Setting up a Common Anode Dual LED with one reference point.

[Roger_tech]

I want to use a dual LED in my schematic. The dual LED used is common anode. The LEDs should be controlled by a single pin from a battery charger IC. At one event the pin is pulled low, LED 1 should be ON. At another event, the pin open-drained. I've connected a 10k ohm resistor from my common anode node to this pin(so that it will be pulled high, when open-drained). When open-drained, the current from the pull-up resistor would drive a NPN transistor with the LED 2 connected at the collector and the emitter tied to ground. Are there any issues with this setup?
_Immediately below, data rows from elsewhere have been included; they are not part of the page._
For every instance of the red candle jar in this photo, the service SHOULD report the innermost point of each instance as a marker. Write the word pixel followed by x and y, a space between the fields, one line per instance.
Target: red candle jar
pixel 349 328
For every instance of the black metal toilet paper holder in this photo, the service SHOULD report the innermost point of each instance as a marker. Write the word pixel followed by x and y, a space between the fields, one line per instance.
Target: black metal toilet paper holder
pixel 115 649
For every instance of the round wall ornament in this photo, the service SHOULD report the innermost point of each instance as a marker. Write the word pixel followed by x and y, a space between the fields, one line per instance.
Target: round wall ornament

The IN pin is the 5V input from a USB_C receptacle.
The STAT pin is the reference pin.

 

[Delta Prime]

Are there any issues with this setup?

Unless your charger IC is capable of multiplexing, you’re gonna need two transistors which are probably integrated in the charger IC itself you may not even need drive transistors.
As it stands, it is bad engineering practice therefore.
Please provide datasheets for the components you wish to use
That includes your charger IC
Along with the entire schematic
Because…
Need to know the specifications of your LED, common anode
Need to know what type of transistor because it’s dependent on collector current and base current
R = (Vs - Vf dependent on color.
- Vce(NPN) depending on collector current and base current of your transistor. - Vlo)/If dependent on (Max)sink current of your charger,IC.

 

[danadak]

Rough mockup. Note if chg pin goes tristate this leaves one led on, so not
suitable solution. Note pin V max of 4.8 for case driving high but with load.

 

[AnalogKid]

If U11 pin 16 is rated to sink the amount of LED current you want without its output voltage rising above 0.4 V, then your circuit should work as is.

There is another connection trick that requires one extra diode, but no transistor and only one current-limiting resistor.
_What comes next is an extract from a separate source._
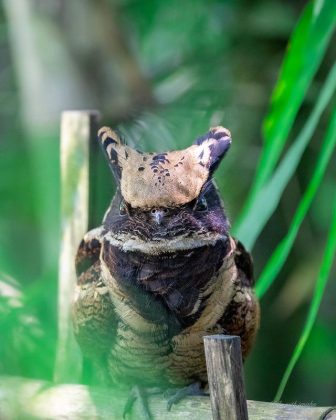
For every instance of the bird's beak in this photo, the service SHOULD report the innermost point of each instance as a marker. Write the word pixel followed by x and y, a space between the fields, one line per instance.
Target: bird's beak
pixel 158 215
What is the voltage source for the circuit? (3.3 V, 5 V, other - ?)

ak

 

[AnalogKid]

Here is the basic idea from a post on another forum. In your case, SW1 is replaced by the uC open-collector output pin 16.

When the output is open-circuit, there is no current path for D6 so it is off. D7 is lit with current through R4. When the output is pulling low, D6 now has a current path. Because the D6 forward voltage Vf is lower than the combined forward voltages of D7 plus D8, D6 starves current away from them. It effectively "shorts out" D7 by pulling the voltage at the bottom of R4 down until it is less than the minimum required forD7 plus D8.

ak

 

[Delta Prime]

For reference!

 

[danadak]

The only "tricky" part is with the newer highbright leds even at low V's a
few uA will cause a glow, so a check for that makes sense. This shows the
Green LED, when "off", has .75 mA thru it, its model has 2.1V at Vth. So looks
to be a problem getting it "off". RED led model's Vth is 1.7V.

 

[AnalogKid]

The only "tricky" part is with the newer highbright leds even at low V's a
few uA will cause a glow, so a check for that makes sense. This shows the
Green LED, when "off", has .75 mA thru it, its model has 2.1V at Vth. So looks
to be a problem getting it "off". RED led model's Vth is 1.7V.

Delete R1. It acts as a ballast resistor, and the circuit will not work with it in place. Yes, the two LED currents will be different. Cost of doing business. If the two LED brightnesses must be approx. equal, achieve this with component selection.

ak

 

[danadak]

Delete R1. It acts as a ballast resistor, and the circuit will not work with it in place. Yes, the two LED currents will be different. Cost of doing business. If the two LED brightnesses must be approx. equal, achieve this with component selection.

ak

R1 represents the output drive Z from the cmos gpio, a crude estimate based on
a processors min max Vol Voh at speced current ratings.

Forcing it to 0 ohms still problem remain, green not shutting off if glow issue
there with actual parts.

 

[Delta Prime]

Deleted

 

[Harald Kapp]

Looking at the MP2672 datasheet, we see, that [imath]\overline{STAT}[/imath] is an open drain output. It can not actively deliver a high signal. So the solution provided by @AnalogKid in post #5 is probably the most basic one.

 

[Stefanjack]

Your approach can work, but the main issue is that a 10k pull-up usually won’t provide enough current to properly drive the NPN transistor and illuminate LED2 reliably. The transistor may stay in a weak or undefined state.
A better approach is to use a stronger pull-up (for example 1k–4.7k depending on current needs) and add a base resistor to the NPN transistor. Also make sure the charger IC’s STAT pin can safely sink the LED current when pulled low.